7.5 The Brute-Force Approach to Identifying Predictive Interactions
False discoveries can influence model performance
7.5.1 Simple Screening
Base-line approach is to evaluate the performance with nested statistical models:
\[y=\beta_0+\beta_1x_1+\beta_2x_2+\text{error}\]
\[y=\beta_0+\beta_1x_1+\beta_2x_2+\beta_3x_1x_2+\text{error}\]
see full code in the scripts folder: 3_comparisons_nested_models.R
Objective function:
- for linear regression is the statistical likelihood (residual error)
- for logistic regression is the binomial likelihood
Evaluation methods:
The residual error (stat. likelihood) is compared and the hypothesis test evaluated with the p-value level to find differences between the results of estimations with and without interaction. If significant differences are found, p-value < 0.05, there is less than 5% chance that the results are due to randomness. This is the case for false discoveries.
Resampling and assessment evaluation.
Use of metrics for visualizing the model performance: ROC, AUC, sensitivity, specificity, accuracy
Methods for controlling false discoveries:
- Bonferroni correction (exponential penalty)
- False discovery Rate (FDR)
see the code: Bonferroni and FDR adj
For example, in case of the Ames data, using resampling and choosing the potential interaction with the smallest p-value, latitude and longitude appear to be interesting interaction factors, but this would require more investigations, to understand if this interaction is significant.

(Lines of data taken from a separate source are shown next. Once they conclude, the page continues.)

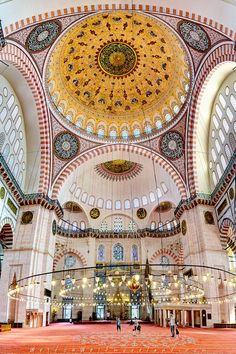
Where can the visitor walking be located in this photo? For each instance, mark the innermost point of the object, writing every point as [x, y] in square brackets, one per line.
[135, 326]
[177, 328]
[118, 326]
[172, 325]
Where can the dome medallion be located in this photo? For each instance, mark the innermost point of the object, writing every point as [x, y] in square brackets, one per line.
[118, 76]
[117, 59]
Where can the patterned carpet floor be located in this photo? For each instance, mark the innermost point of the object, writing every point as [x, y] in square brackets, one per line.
[97, 338]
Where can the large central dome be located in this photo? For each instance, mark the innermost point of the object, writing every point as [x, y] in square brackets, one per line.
[118, 75]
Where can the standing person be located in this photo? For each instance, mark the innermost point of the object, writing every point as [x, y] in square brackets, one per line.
[177, 328]
[118, 326]
[135, 326]
[172, 325]
[139, 328]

The next step would be to compare the nested models with the ANOVA method.
see an example: “comparisons_nested_models.R”
7.5.2 Penalized Regression
One-at-a-time fashion evaluation of interaction terms, creates interaction terms to be added in the dataset. This method increases the number of predictors.

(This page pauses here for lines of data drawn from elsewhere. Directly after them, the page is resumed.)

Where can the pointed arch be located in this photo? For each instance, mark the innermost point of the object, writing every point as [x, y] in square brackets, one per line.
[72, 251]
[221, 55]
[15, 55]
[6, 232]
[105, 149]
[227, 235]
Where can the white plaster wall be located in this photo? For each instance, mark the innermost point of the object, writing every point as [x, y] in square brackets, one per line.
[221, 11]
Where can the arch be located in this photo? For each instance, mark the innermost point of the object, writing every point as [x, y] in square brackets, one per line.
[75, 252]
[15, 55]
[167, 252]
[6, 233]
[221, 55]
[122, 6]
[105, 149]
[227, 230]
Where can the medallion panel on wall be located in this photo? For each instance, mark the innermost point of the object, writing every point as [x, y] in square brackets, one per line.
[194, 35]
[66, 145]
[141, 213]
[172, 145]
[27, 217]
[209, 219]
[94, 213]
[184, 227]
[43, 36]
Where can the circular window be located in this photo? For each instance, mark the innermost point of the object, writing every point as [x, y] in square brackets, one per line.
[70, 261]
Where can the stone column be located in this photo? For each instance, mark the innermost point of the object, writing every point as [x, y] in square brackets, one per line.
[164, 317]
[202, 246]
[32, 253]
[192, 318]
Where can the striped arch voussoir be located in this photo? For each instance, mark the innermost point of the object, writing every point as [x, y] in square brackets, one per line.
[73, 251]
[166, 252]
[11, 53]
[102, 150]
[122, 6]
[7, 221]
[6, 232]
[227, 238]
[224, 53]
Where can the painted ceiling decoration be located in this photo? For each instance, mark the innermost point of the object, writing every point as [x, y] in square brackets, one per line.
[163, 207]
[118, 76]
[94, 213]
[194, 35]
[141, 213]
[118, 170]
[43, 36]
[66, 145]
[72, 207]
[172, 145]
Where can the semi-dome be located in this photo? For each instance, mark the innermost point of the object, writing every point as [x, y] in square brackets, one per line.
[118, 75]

Models to use when there are more predictors than observations:
- trees
- svm
- neural networks
- k-nearest neighbors
- penalized models (less interpretable, but allow for linear/logistic regression)
How do we start with evaluating regression models?
Minimize sum of squared errors \[SSE=\sum_{i=1}^n{(y_i-\hat{y_i})^2}\]
\[\hat{y_i}=\hat{\beta_1}x_1+\hat{\beta_2}x_2+...+\hat{\beta_p}x_p\]
In case of penalized models:
Ridge regression: \(\lambda_r\) is called a penalty. To achieve better results, as regression coefficients grow large, the level of the penalty should rise. The penalty causes the resulting regression coefficients to become smaller and shrink towards zero. For combating collinearity. \[SSE=\sum{i=1}^n{(y_i-\hat{y_i})^2}+\lambda_r\sum_{j=1}^P{\beta_j^2}\]
Lasso: the least absolute shrinking, a modification to the ridge optimization criteria for the selection of predictors.
\[SSE=\sum{i=1}^n{(y_i-\hat{y_i})^2}+\lambda_l\sum_{j=1}^P{|\beta_j|}\]
Approaches for blending both types of penalties together: glmnet model
\[\lambda=\lambda_r+\lambda_l\] where is \(\alpha\) is the proportion of \(\lambda\) associated with lasso penalty:
- full lasso: \(\alpha=1\)
- mix: \(\alpha=0.5\)
- full ridge: \(\alpha=0\)
\[SSE=\sum_{i=1}^n{(y_i-\hat{y_i})^2}+\lambda [(1-\alpha)\sum_{j=1}^P{\beta_j^2+\alpha\sum_{j=1}^P{|\beta_j|}]}\]